Fernando Pimenta sagrou-se campeão do mundo na prova de K1 1000 metros, numa final marcada por grande intensidade emocional e pela tática habitual de liderar desde a partida.
Com um tempo de 3.24,39 minutos, Pimenta superou o grande rival dos últimos anos, o húngaro Balint Kopasz, por apenas 22 centésimos de segundo. O pódio, idêntico ao de Milão, ficou completo com o australiano Thomas Green, que terminou a 1,41 segundos do vencedor e que tinha sido prata em 2025.
O canoísta limiano, de 37 anos, tornou-se o canoísta mais velho campeão mundial de K1 1000 e confessou ter vivido momentos de emoção antes da prova. «Trinta minutos antes da largada estava na plataforma a chorar sozinho e a refletir sobre a minha carreira e com a noção de que não me restam mais 15 anos com condição física deste nível», revelou.
Pimenta acrescentou que a sua intenção era divertir-se e seguir o conselho do seu treinador: «Se eles quiserem ganhar, vão ter que sofrer muito mais do que tu».
Fiel a estratégia ganhadora, Pimenta a assumiu a liderança desde o arranque e conseguiu resistir à pressão dos adversários até ao final. «Sabia que nos últimos 500 metros todos íamos sofrer muito porque a água estava muito mexida. Fui a tentar não estragar nada, não perder a velocidade e aguentar-me na frente, ir respondendo aos ataques. Isso desgastou-me bastante», explicou.
Sobre a reta final, Pimenta admitiu a dificuldade: «O Kopasz terminou um bocadinho mais fresco e quase me apanhava, mas ainda consegui lançar bem o barco para ser campeão do mundo.»
Este triunfo representa a 186.ª medalha de Fernando Pimenta em grandes competições internacionais e o 13.º ouro, considerando todas as especialidades da canoagem.

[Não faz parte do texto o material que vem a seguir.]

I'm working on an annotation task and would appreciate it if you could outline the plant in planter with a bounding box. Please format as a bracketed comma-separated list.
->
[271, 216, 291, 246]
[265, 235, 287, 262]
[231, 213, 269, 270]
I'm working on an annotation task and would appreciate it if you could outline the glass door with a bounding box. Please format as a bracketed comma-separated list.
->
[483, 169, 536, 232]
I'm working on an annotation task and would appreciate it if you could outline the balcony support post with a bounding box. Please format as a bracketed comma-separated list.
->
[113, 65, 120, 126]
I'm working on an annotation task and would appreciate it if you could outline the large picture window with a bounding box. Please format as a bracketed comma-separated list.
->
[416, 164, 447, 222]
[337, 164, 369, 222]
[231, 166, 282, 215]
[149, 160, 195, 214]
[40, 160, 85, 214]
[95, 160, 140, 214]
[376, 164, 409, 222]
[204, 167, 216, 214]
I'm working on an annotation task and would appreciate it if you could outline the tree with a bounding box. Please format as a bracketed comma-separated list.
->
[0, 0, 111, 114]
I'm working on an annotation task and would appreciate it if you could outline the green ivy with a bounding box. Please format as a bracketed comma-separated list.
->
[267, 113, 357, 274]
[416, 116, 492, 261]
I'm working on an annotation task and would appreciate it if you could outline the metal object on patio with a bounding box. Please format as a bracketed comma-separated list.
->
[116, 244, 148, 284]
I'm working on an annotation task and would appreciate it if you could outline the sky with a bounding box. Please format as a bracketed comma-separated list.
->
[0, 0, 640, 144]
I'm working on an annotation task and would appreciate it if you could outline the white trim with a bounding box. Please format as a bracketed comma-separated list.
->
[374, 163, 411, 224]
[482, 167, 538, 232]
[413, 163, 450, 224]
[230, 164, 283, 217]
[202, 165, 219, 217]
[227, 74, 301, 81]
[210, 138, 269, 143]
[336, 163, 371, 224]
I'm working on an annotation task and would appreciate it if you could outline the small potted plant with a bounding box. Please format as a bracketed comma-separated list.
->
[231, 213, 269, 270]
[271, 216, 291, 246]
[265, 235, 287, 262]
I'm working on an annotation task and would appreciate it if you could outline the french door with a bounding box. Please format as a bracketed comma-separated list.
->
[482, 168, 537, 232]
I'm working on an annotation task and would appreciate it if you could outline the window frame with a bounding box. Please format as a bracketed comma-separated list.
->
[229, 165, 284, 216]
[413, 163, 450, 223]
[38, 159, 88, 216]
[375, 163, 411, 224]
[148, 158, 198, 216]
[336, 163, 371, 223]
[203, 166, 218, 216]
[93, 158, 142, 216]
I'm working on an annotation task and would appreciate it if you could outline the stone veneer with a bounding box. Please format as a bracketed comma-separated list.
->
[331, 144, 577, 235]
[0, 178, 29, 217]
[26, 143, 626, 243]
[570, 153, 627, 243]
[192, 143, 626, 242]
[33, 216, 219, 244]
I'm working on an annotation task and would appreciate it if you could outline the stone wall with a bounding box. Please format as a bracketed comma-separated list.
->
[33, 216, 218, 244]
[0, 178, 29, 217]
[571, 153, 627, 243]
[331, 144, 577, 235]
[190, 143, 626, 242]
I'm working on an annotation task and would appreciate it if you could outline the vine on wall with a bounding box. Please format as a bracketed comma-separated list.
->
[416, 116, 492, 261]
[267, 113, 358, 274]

Com esta vitória, não só se tornou o mais velho campeão do mundo em K1 1000, como também o mais medalhado de sempre na categoria, somando agora quatro ouros, duas pratas e três bronzes.

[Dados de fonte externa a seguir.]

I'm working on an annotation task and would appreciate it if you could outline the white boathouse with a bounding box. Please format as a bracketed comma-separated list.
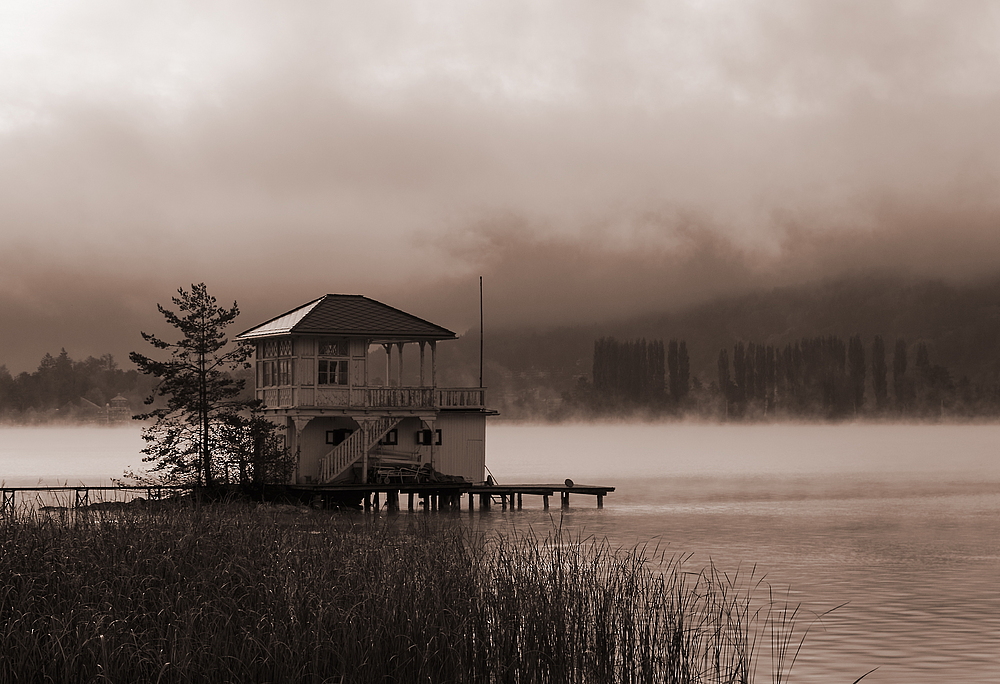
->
[237, 294, 494, 485]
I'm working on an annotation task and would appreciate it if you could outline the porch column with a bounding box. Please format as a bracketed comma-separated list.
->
[351, 416, 378, 484]
[382, 344, 392, 387]
[288, 416, 310, 484]
[420, 340, 427, 387]
[431, 340, 437, 387]
[420, 416, 437, 470]
[396, 342, 406, 387]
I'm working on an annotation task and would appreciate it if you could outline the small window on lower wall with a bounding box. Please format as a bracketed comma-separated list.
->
[417, 430, 441, 446]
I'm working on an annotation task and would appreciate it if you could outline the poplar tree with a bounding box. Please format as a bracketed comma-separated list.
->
[667, 340, 681, 404]
[892, 339, 908, 412]
[677, 340, 691, 401]
[847, 335, 866, 415]
[872, 335, 889, 411]
[129, 283, 256, 487]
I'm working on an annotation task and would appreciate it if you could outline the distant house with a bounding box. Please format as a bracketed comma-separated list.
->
[59, 394, 132, 424]
[237, 294, 492, 484]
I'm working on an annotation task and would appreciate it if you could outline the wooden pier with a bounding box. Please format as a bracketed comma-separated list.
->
[285, 482, 615, 511]
[0, 482, 615, 515]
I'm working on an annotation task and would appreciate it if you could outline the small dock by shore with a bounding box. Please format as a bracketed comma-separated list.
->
[0, 480, 615, 515]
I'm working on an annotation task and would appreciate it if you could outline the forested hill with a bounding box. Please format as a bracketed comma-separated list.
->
[441, 277, 1000, 417]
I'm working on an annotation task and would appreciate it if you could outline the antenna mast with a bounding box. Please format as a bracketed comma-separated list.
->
[479, 276, 483, 388]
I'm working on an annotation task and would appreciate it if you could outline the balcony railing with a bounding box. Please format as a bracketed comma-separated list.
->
[257, 387, 486, 409]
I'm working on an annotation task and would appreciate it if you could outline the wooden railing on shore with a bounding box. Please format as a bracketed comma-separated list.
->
[257, 386, 486, 409]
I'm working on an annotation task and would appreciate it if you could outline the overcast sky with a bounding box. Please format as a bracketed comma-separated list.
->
[0, 0, 1000, 371]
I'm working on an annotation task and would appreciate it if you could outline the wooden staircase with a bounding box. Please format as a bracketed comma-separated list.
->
[319, 417, 402, 484]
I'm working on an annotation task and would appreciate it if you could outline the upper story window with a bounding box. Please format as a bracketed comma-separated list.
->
[260, 337, 292, 359]
[316, 339, 349, 385]
[319, 340, 348, 356]
[324, 359, 347, 385]
[260, 359, 292, 387]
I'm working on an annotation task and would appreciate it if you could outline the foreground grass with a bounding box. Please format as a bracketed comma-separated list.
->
[0, 506, 794, 683]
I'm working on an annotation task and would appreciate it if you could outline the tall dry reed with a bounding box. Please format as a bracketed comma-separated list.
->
[0, 505, 796, 683]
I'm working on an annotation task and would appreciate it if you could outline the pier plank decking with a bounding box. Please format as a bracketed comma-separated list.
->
[0, 482, 615, 515]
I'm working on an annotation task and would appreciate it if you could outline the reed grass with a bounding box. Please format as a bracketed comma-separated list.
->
[0, 505, 795, 684]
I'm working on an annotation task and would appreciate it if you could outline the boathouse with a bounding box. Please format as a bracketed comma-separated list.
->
[237, 294, 493, 485]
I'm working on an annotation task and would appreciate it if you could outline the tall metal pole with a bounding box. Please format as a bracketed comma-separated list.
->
[479, 276, 483, 389]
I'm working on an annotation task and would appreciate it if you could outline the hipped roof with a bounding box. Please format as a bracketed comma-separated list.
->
[236, 294, 456, 340]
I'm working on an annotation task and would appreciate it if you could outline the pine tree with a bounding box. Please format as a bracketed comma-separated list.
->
[129, 283, 255, 487]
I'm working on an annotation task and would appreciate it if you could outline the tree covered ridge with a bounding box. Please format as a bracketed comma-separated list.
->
[0, 349, 150, 424]
[564, 335, 1000, 420]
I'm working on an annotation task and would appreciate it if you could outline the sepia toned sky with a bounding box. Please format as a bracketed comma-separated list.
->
[0, 0, 1000, 371]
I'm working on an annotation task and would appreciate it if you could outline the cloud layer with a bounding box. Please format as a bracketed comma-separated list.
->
[0, 0, 1000, 367]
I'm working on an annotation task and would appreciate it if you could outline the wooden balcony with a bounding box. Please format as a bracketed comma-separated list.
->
[257, 387, 486, 409]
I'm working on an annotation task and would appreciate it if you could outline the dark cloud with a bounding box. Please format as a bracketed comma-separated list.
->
[0, 0, 1000, 367]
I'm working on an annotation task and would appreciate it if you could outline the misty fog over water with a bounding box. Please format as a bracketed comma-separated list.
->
[0, 424, 1000, 684]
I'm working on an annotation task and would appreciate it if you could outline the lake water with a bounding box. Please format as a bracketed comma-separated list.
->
[0, 424, 1000, 684]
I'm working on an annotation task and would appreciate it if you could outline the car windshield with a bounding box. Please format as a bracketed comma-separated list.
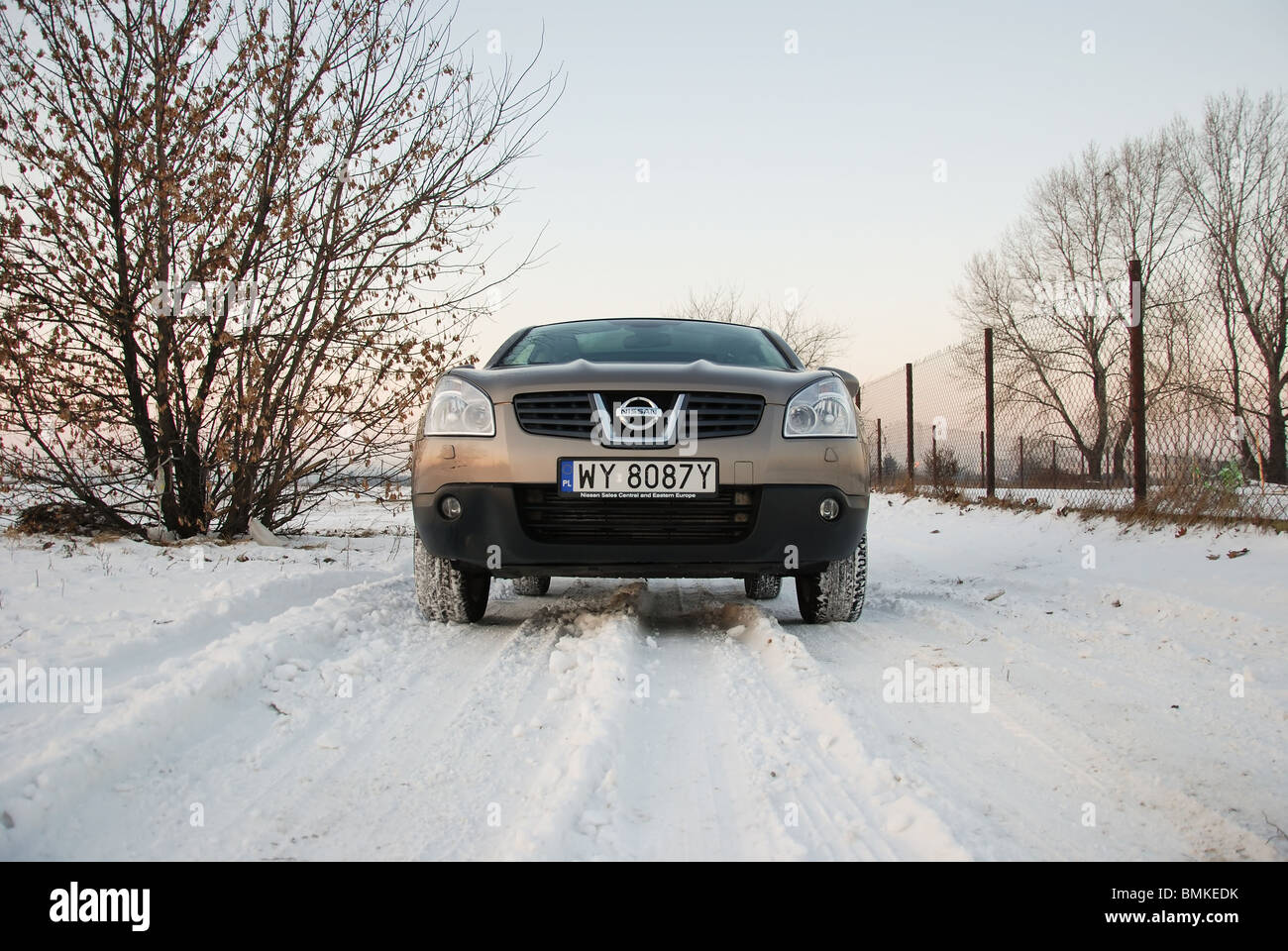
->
[497, 320, 791, 370]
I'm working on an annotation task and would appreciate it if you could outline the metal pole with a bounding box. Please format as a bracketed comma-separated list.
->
[903, 364, 917, 491]
[982, 327, 997, 498]
[1127, 258, 1149, 504]
[877, 416, 884, 487]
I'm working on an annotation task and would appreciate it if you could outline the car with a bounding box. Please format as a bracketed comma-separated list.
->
[412, 317, 870, 624]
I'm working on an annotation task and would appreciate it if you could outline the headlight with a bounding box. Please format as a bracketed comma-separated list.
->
[783, 376, 859, 440]
[425, 376, 496, 436]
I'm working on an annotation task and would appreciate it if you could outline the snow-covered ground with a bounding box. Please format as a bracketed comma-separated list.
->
[0, 496, 1288, 860]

No momento da celebração, Pimenta dedicou a vitória à sua família, a mulher Joana e os filhos Margarida e Santiago, que considera a base do seu esforço. «Dedico esta medalha à minha mulher, a melhor companheira, amiga, mental coach e ouvinte», afirmou.
Este é o segundo pódio para Portugal nos mundiais a decorrer na Polónia, depois da medalha de bronze conquistada pela equipa de K4 500 metros, composta por Gustavo Gonçalves, João Ribeiro, Messias Baptista e Pedro Casinha.
O foco de Pimenta vira-se agora para a final direta de K1 5000 metros, no domingo, que antevê como um desafio «muito duro», dado o desgaste acumulado e o facto de enfrentar adversários mais frescos. «Isso é sempre desgastante, não só em termos físicos como mentais, mas isso não vai ser desculpa. Agora vou desfrutar o dia de hoje, o título mundial…», concluiu.